Sexy job, but she became worried about her future within the bureau. For a lesbian, upward mobility was not going to come easily. Plenty of Hoover men were still in place at the FBI, and "don't ask, don't tell" was the prevailing attitude. It grew increasingly more difficult to make excuses for not dating, and she knew the rumors eventually would prevent a promotion, anyway. "Of course there were more of us," she says. "My girlfriend finally got sick of not being able to go to gay bars. We walked in, and sitting at the bar was another agent."

SurfTone today
SurfTone today
Robbie McClaran

But something other than the challenge of hiding her sexual orientation ultimately led to her resignation from the FBI. Though staking out KGB agents was fun, she wanted to play CBGB's.

Growing up with a mother who loved rock n' roll, SurfTone remembers imitating Elvis by strumming a tennis racket like a guitar when she was seven years old. She idolized the Beatles and begged for a guitar. In 1964, when she was nine, she got one and began taking lessons at a music shop in her hometown of Hudson, NY.

As a little girl, her teacher took her determination seriously. But she got a reality check in high school. The boys in bands admired her talent, but they wouldn't let her join because she wasn't a singer. ("I can't sing at all," she says.) The fire she felt at being denied fueled her for years, although she only played recreationally during her college years at Smith and through law school at Boston University.

Leaving the FBI pushed SurfTone to form bands of her own, though the lead singer would always drop out and she'd be back at the starting gate. Finally, in 1993, she decided to form a surf instrumental band, the genre Dick Dale developed in Orange County in the early '60s, which is characterized by a reverb-fuzzy, frenetically plucked guitar. The next year, Pulp Fiction and its surf music-heavy soundtrack captivated the country. "It's the one time in my life I had good timing," she says, laughing.

 

Susan and the Surftones went on to record more than 10 albums, became breakout stars in Europe and even had a couple of their songs featured on a season of The Real World.

In the early 2000s, SurfTone's old friend from Smith, keyboardist Avory Gray, called from Portland and said she was getting a divorce. SurfTone decided to relocate to Oregon from Rochester, New York.

Since then, she's dabbled in different careers -- including lawyer and security guard at the Oregon Zoo -- and, in 2009, she finally came out publicly after the death of her mother. "My mother was Italian-American, and being gay was just not accepted in her culture," she says. Perhaps that freedom contributed to her decision to record her first solo album, Shore, released late last year. No one seemed to notice her the previous 12 years, but suddenly she's getting good press again.
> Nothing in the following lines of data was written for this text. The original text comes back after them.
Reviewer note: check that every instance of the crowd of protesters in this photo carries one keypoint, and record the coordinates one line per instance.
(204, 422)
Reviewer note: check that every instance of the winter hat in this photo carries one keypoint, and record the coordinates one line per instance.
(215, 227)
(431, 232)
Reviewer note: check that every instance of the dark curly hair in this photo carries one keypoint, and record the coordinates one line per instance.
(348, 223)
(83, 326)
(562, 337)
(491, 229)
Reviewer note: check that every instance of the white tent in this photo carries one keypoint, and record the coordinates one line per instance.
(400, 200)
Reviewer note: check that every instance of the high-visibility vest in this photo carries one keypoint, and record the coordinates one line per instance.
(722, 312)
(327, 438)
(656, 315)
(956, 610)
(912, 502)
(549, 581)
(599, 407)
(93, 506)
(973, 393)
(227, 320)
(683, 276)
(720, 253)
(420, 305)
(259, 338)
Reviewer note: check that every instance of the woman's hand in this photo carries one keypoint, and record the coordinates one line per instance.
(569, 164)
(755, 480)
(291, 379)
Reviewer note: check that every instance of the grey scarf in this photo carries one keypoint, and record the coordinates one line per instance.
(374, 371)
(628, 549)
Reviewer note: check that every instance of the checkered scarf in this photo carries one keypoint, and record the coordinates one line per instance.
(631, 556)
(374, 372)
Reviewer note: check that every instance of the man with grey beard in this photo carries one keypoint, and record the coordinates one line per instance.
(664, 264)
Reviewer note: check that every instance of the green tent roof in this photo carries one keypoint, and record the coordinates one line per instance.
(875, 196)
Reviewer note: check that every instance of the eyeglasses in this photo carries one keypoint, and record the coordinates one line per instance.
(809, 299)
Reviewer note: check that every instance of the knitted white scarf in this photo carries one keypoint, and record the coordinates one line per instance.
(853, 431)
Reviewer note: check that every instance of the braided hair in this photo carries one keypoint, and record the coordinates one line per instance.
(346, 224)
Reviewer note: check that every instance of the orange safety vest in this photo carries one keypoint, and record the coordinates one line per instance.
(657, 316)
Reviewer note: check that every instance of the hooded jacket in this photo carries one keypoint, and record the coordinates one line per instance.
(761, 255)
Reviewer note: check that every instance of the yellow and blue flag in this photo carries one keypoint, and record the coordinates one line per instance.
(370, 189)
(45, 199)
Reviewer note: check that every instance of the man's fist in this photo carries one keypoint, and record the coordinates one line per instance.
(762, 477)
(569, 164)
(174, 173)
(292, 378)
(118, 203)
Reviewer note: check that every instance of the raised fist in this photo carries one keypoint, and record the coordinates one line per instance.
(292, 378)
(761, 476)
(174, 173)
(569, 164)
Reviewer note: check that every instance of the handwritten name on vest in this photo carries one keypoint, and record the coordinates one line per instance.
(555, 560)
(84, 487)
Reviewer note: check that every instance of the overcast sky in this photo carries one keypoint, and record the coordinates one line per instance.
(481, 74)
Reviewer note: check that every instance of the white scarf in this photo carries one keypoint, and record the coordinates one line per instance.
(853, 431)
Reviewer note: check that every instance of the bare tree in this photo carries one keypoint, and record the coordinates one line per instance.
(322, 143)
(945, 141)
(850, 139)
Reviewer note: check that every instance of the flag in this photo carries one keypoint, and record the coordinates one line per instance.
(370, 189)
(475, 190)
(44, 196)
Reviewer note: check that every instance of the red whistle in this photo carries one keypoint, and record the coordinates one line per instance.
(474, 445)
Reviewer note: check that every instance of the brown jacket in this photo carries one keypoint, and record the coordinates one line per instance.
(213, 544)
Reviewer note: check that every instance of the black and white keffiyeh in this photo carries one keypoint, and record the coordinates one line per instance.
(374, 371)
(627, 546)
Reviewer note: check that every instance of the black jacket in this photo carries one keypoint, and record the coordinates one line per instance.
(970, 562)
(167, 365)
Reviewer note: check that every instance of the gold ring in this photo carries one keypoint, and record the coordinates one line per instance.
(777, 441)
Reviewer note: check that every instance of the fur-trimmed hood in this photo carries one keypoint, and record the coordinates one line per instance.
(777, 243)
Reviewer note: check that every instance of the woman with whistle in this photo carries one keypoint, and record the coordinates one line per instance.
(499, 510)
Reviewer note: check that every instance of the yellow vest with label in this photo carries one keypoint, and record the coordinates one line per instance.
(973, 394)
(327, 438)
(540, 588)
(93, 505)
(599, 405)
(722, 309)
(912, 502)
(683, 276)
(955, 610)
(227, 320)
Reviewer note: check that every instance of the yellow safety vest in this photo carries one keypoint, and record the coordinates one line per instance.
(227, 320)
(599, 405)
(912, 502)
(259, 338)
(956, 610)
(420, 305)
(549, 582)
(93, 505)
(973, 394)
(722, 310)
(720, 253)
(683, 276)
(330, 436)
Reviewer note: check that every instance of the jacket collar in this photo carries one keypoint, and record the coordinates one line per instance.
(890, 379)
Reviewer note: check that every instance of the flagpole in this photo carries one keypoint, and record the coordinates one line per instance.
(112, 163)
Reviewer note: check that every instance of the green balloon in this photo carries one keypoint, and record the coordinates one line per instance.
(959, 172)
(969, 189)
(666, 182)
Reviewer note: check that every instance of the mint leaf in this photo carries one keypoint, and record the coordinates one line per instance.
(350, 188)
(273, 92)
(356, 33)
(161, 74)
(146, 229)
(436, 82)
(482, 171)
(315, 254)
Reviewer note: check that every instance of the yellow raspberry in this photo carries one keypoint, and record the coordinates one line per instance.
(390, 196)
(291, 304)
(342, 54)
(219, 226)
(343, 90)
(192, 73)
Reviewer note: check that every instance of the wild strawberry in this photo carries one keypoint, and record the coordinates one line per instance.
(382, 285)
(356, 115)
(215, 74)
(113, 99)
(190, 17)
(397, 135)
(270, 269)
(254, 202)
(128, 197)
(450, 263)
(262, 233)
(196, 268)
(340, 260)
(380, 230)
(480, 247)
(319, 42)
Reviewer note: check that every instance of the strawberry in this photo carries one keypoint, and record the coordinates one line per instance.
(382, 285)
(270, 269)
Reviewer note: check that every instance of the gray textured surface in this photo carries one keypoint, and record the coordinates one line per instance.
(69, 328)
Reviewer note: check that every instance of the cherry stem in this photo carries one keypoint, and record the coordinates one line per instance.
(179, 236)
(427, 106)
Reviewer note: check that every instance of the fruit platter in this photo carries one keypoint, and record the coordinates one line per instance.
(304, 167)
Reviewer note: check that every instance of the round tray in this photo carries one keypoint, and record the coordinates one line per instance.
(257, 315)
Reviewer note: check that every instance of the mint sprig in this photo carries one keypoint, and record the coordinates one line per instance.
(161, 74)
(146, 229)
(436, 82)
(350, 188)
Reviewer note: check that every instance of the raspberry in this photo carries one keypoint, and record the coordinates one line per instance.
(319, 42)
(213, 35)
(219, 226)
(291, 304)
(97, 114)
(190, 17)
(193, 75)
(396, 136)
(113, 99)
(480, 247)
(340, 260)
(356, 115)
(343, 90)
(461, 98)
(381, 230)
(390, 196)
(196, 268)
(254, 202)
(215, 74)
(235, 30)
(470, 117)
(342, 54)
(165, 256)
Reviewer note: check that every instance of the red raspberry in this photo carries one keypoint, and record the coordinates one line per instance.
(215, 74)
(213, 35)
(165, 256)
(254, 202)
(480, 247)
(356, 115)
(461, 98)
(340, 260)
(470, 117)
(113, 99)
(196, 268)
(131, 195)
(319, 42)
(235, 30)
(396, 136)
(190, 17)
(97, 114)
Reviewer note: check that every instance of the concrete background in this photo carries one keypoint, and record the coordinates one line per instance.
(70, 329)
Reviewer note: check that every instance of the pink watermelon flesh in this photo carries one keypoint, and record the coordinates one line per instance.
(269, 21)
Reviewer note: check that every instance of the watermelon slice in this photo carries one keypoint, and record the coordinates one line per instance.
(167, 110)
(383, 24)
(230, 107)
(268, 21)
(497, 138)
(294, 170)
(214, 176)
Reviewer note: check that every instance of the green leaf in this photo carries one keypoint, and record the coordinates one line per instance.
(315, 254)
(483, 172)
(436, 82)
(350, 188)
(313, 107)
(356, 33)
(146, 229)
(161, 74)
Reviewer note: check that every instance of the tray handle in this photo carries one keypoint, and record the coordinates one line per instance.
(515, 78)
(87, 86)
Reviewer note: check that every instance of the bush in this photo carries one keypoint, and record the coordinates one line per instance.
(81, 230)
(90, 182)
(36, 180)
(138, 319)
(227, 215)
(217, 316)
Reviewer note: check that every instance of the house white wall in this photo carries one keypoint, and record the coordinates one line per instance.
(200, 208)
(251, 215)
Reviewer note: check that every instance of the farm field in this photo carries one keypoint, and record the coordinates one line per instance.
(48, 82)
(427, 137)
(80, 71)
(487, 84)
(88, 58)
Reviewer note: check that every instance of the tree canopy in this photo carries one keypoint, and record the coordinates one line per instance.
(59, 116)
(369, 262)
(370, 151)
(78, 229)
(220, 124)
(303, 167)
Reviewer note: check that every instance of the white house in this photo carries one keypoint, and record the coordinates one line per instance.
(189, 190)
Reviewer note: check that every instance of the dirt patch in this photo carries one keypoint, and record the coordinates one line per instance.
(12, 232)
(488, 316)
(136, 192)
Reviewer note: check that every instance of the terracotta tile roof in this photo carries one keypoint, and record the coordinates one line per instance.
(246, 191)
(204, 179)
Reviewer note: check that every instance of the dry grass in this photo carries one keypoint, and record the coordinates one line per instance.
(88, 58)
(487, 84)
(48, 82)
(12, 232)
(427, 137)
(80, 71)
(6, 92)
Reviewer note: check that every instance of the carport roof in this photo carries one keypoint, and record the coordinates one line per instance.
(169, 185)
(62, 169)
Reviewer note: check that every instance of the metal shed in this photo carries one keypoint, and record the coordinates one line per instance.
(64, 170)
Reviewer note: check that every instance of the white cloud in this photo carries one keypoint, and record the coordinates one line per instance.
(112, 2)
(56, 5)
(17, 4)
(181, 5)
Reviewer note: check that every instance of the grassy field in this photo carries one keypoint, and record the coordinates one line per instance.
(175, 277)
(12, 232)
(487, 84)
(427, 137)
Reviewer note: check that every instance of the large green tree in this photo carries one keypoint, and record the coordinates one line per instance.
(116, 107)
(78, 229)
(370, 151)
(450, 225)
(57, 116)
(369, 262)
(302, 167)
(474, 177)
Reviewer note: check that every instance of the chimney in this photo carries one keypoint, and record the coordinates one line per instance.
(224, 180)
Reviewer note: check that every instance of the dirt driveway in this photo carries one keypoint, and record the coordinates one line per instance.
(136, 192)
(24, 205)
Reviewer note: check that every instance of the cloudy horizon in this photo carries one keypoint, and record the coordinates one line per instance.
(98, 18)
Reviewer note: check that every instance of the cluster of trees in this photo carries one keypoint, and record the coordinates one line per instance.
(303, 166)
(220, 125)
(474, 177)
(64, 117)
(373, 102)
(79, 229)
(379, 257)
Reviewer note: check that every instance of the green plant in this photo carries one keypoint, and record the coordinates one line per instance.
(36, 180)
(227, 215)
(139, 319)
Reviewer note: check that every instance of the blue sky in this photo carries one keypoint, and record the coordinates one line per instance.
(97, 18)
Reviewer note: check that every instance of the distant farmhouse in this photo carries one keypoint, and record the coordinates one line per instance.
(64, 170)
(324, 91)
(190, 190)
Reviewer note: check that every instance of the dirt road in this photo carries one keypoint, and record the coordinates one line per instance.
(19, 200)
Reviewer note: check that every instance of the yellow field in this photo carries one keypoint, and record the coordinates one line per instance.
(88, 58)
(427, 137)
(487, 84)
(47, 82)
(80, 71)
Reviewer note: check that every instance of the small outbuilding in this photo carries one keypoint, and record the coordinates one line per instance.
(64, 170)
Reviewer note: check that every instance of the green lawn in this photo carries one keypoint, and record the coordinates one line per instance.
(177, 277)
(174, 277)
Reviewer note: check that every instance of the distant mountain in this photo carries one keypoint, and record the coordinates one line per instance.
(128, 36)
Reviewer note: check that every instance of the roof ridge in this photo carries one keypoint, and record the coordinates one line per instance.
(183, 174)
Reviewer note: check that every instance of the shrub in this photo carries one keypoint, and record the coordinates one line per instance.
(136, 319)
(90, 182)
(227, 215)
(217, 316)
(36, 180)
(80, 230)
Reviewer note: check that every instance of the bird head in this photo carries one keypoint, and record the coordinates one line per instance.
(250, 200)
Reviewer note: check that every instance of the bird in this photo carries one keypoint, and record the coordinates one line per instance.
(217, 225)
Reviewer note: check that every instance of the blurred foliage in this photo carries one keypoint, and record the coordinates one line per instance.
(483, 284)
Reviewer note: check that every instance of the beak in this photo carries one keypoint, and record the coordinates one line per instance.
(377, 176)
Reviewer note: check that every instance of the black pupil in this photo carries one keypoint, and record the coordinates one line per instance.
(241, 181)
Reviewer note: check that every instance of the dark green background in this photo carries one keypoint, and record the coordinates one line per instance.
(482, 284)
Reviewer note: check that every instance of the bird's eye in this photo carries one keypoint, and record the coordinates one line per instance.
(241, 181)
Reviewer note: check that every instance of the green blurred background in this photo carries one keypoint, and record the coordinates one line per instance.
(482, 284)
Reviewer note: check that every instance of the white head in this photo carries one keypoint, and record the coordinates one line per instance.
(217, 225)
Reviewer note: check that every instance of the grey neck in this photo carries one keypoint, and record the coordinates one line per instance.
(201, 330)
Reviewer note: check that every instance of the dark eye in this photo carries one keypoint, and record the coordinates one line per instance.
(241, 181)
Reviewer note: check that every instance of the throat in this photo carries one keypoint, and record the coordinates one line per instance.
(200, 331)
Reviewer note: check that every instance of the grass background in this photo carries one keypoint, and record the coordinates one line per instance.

Even though it's 2012, she still encounters prejudice -- but not always the kind you'd expect. "Unless you listen to Rick Santorum, most people don't have a problem with [homosexuality]," she says. But, during a gig in L.A., she says another surf group wouldn't shake hands with the male members of her band.

"It's because they were playing with me. Some of them like it to be the way it was in '62," she says. In other words, stop playing with our toys. Too late.